The technique of partial order reduction (POR) for probabilistic model checking prunes the state space of the model so that a maximizing scheduler and a minimizing one persist in the reduced system. This technique extends Peled’s original restrictions with a new one specially tailored to deal with probabilities.

It has been argued that not all schedulers provide appropriate resolutions of nondeterminism and they yield overly safe answers on systems of distributed nature or that partially hide information. In this setting, maximum and minimum probabilities are obtained considering only the subset of so-called distributed or partial information schedulers.

In this article we revise the technique of partial order reduction (POR) for LTL properties applied to probabilistic model checking. Our reduction ensures that distributed schedulers are preserved. We focus on two classes of distributed schedulers and show that Peled’s restrictions are valid whenever schedulers use only local information. We show experimental results in which the elimination of the extra restriction leads to significant improvements.

### Tuesday, September 29, 2009

Juan Cespedes, System Administrator and Developer, IMDEA Software Institute

### Foundations of Dynamic Tracing

#### Abstract:

In this talk I will present the first principles of dynamic tracing, in particular tracing of systems programs. Tracing is used for building debuggers, monitors and runtime-verification tools.
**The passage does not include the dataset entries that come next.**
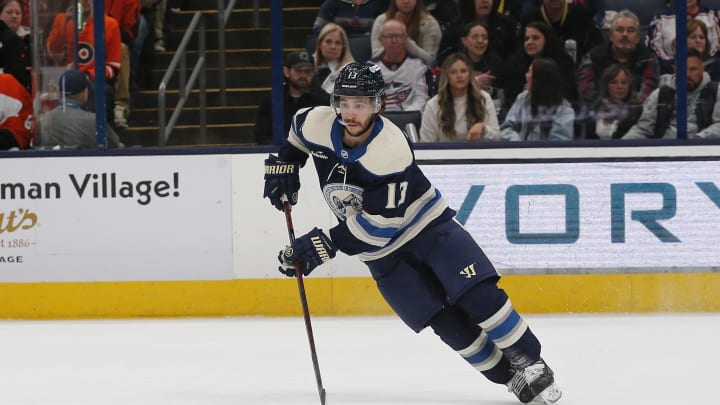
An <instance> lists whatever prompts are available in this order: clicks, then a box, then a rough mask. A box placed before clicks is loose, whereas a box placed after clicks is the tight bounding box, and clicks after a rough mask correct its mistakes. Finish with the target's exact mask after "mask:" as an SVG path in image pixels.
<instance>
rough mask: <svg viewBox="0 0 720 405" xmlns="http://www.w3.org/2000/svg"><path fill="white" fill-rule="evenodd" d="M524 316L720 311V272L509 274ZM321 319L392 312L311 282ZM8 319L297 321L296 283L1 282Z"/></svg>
mask: <svg viewBox="0 0 720 405" xmlns="http://www.w3.org/2000/svg"><path fill="white" fill-rule="evenodd" d="M500 285H501V287H502V288H504V289H505V290H506V291H507V293H508V295H509V296H510V298H511V299H512V302H513V304H514V305H515V307H516V308H517V309H518V311H519V312H521V313H568V312H571V313H574V312H720V299H718V298H719V297H720V273H667V274H583V275H527V276H505V277H503V279H502V280H501V282H500ZM305 288H306V292H307V297H308V304H309V306H310V311H311V313H312V314H313V315H318V316H353V315H390V314H392V313H393V312H392V310H391V309H390V308H389V307H388V305H387V304H386V303H385V301H384V300H383V299H382V297H381V296H380V294H379V293H378V291H377V289H376V288H375V283H374V281H373V280H372V279H370V278H312V277H309V278H306V279H305ZM0 303H1V304H0V318H2V319H81V318H134V317H216V316H297V315H300V314H301V313H302V312H301V308H300V302H299V299H298V288H297V283H296V281H295V279H263V280H231V281H158V282H102V283H90V282H83V283H0Z"/></svg>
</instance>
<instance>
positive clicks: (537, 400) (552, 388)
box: [531, 383, 562, 405]
mask: <svg viewBox="0 0 720 405" xmlns="http://www.w3.org/2000/svg"><path fill="white" fill-rule="evenodd" d="M560 397H562V391H560V387H558V386H557V384H555V383H552V384H550V385H549V386H548V387H547V388H545V389H544V390H543V391H542V392H541V393H540V394H539V395H538V396H537V397H535V399H534V400H533V401H532V402H531V403H533V404H542V405H549V404H554V403H555V402H557V401H559V400H560Z"/></svg>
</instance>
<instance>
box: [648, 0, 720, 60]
mask: <svg viewBox="0 0 720 405" xmlns="http://www.w3.org/2000/svg"><path fill="white" fill-rule="evenodd" d="M668 6H669V7H668V8H667V9H666V10H665V11H663V12H661V13H660V14H658V15H656V16H655V17H654V18H653V20H652V21H651V22H650V27H648V36H647V44H648V47H649V48H650V49H651V50H652V51H653V52H654V53H655V55H656V56H657V58H658V61H659V62H660V72H661V73H672V72H673V66H674V65H675V62H674V60H675V2H674V1H668ZM686 8H687V15H688V18H692V19H695V20H700V21H702V22H703V23H704V24H705V26H706V27H707V30H708V35H707V40H708V41H709V42H710V56H711V57H714V56H715V55H716V54H717V52H718V50H719V49H720V23H719V22H718V12H717V10H713V9H710V8H708V7H704V6H701V5H700V0H687V2H686ZM689 35H690V31H689V30H688V36H689Z"/></svg>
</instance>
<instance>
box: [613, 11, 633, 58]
mask: <svg viewBox="0 0 720 405" xmlns="http://www.w3.org/2000/svg"><path fill="white" fill-rule="evenodd" d="M610 42H612V44H613V47H614V48H615V49H618V50H622V51H632V50H634V49H635V48H636V47H637V44H638V42H640V32H639V29H638V25H637V21H635V19H633V18H628V17H620V18H618V19H617V20H616V21H615V25H613V28H612V31H611V32H610Z"/></svg>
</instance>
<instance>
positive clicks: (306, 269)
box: [278, 228, 337, 277]
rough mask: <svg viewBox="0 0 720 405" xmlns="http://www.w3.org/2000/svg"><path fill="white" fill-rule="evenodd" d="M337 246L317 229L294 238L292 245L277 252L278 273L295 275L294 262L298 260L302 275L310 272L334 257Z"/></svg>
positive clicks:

I will start by introducing the support that modern processors and operatings offer for tracing, focusing on the facilities exposed by the Linux kernel. Then, I will describe how a dynamic library tracer can be built using this infrastructure. The paramount example is the tool `ltrace' which I implemented a while ago.

Finally, I will describe the changes required to extend a dynamic library tracer into a runtime-verification infrastructure that handles concurrency (both light and heavy threads, both simulated concurrency and real-multicore multi-processors). Bagheera is a toolkit being developed at IMDEA-Software that implements these extensions and is reprogammable.

Bagheera is joint work with Santiago Romero and Cesar Sanchez.